Those who believe the words Swedish personality to be an oxymoron should consider the story of Zlatan Ibrahimovic, a 20-year-old striker who has exploded on to the international scene with all the force of Paul Gascoigne before his moment of truth in the 1990 World Cup.

The Swedish coach, Lars Lagerback, prefers to compare him to Tomas Brolin, whose Italian restaurant in Stockholm was used to host the after-show party for the first Swedish Football Personality of the Year awards in which Ibrahimovic finished second behind a certain Sven Goran Eriksson.

In the absence of Sweden's major footballing characters such as Henrik Larsson, Patrik Andersson and Fredrik Ljungberg at Old Trafford this afternoon, the spotlight has fallen on someone who would be regarded as interesting merely from the circumstances of his birth – his father is Bosnian, his mother a Croat.

However, since coming to prominence with Malmo last year and being invited to join Arsenal, an offer he spurned in favour of a £3.4 move to Ajax this summer, Ibrahimovic has been noted as much for his impact off the the pitch as on it.

Malmo threw Ibrahimovic out of their training ground after he was involved in a bust-up with the goalkeepers Jonnie Fedel and Lee Baxter.

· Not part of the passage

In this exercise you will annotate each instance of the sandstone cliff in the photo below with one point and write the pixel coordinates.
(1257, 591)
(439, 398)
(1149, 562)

He was then arrested for impersonating a police officer and attempting to arrest a punter who was kerb-crawling in the city's red-light district. His impact in Sweden's effortless qualification for next year's World Cup finals (eight wins and two draws) was peripheral but interesting.

To Lagerback, Ibrahimovic is: "Probably one of the biggest talents we have ever had; he could be as good as Brolin. He still has a lot to learn but it is not often we come across a player like this. Certain sections of the media try to paint a different picture but I think he is a nice guy."

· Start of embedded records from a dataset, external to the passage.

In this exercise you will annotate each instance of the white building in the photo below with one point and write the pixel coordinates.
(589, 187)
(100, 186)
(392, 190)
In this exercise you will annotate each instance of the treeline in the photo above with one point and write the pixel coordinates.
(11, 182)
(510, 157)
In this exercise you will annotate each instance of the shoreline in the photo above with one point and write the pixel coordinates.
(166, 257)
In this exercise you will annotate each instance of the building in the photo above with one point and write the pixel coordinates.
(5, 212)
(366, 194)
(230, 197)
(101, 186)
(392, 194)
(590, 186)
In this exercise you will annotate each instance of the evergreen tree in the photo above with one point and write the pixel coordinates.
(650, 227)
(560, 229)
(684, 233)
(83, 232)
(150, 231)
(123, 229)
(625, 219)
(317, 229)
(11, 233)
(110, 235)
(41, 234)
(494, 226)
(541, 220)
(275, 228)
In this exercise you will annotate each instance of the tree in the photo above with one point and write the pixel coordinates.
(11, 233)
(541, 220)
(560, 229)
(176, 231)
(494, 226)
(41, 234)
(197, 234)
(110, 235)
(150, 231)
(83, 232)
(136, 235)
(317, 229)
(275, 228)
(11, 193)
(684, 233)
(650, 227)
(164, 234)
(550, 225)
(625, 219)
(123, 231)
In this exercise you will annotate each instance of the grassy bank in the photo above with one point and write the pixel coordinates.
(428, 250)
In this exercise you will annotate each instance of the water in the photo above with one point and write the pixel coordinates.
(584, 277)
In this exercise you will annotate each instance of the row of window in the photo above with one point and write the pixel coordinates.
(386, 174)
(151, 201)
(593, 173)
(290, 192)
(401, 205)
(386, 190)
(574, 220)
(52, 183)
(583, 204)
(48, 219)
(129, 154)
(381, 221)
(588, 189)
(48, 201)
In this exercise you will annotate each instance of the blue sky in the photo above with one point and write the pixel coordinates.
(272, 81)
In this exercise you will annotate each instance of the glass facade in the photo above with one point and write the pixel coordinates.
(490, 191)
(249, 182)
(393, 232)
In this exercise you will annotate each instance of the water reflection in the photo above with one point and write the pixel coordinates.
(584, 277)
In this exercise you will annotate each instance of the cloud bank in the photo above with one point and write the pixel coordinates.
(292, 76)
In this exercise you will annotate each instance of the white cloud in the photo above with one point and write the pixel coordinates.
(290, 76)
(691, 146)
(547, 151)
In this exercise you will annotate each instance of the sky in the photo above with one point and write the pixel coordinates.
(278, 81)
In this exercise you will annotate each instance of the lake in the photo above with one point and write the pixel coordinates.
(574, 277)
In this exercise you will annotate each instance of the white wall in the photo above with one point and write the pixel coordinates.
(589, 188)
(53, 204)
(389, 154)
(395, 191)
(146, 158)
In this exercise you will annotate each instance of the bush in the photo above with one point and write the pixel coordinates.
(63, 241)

The Swedish team is, of course, full of nice guys; it is in the nature of being Scandinavian. However, many question their toughness when it matters. In last year's European Championship Sweden, after qualifying way ahead of England, made no impact whatsoever. The yearning is still for a team which will match the achievements of 1994, when the Swedes finished third in the World Cup.

Coventry's Swedish keeper, Magnus Hedman, was a reserve goalkeeper in America seven years ago, understudying the great Thomas Ravelli. "We were lucky; everything went our way," he said. "Afterwards, some decided not to pursue their international careers while others thought: 'What are we training for, we finished third in the World Cup?' The hunger wasn't really there and things fell apart. Now we have some good young players in our side and that hunger has returned.

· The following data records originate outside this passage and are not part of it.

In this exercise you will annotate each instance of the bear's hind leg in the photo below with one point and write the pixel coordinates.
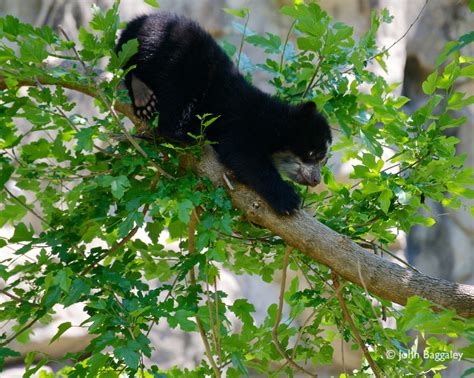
(144, 100)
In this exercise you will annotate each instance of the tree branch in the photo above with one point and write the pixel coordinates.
(302, 231)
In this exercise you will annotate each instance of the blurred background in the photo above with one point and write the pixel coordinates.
(444, 250)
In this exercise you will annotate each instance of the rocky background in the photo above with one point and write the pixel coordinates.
(444, 250)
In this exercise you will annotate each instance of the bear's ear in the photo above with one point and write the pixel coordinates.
(307, 108)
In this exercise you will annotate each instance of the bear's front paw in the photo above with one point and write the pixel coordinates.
(285, 202)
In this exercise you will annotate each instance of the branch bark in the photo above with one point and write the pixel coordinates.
(381, 277)
(302, 231)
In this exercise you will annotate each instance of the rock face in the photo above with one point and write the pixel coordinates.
(444, 250)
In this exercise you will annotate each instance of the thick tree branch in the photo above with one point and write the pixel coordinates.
(381, 277)
(302, 231)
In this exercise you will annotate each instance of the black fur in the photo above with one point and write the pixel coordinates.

"As for Eriksson, when he won with Lazio all of a sudden the television and the papers focused on him. Then, when he took over England, his profile went through the roof."

Should England make a decisive impact in Japan and South Korea next summer, Eriksson's profile will rise still further but, if his native land can match the heights of 1994, Ibrahimovic may stop him retaining the title of Sweden's football personality of the year.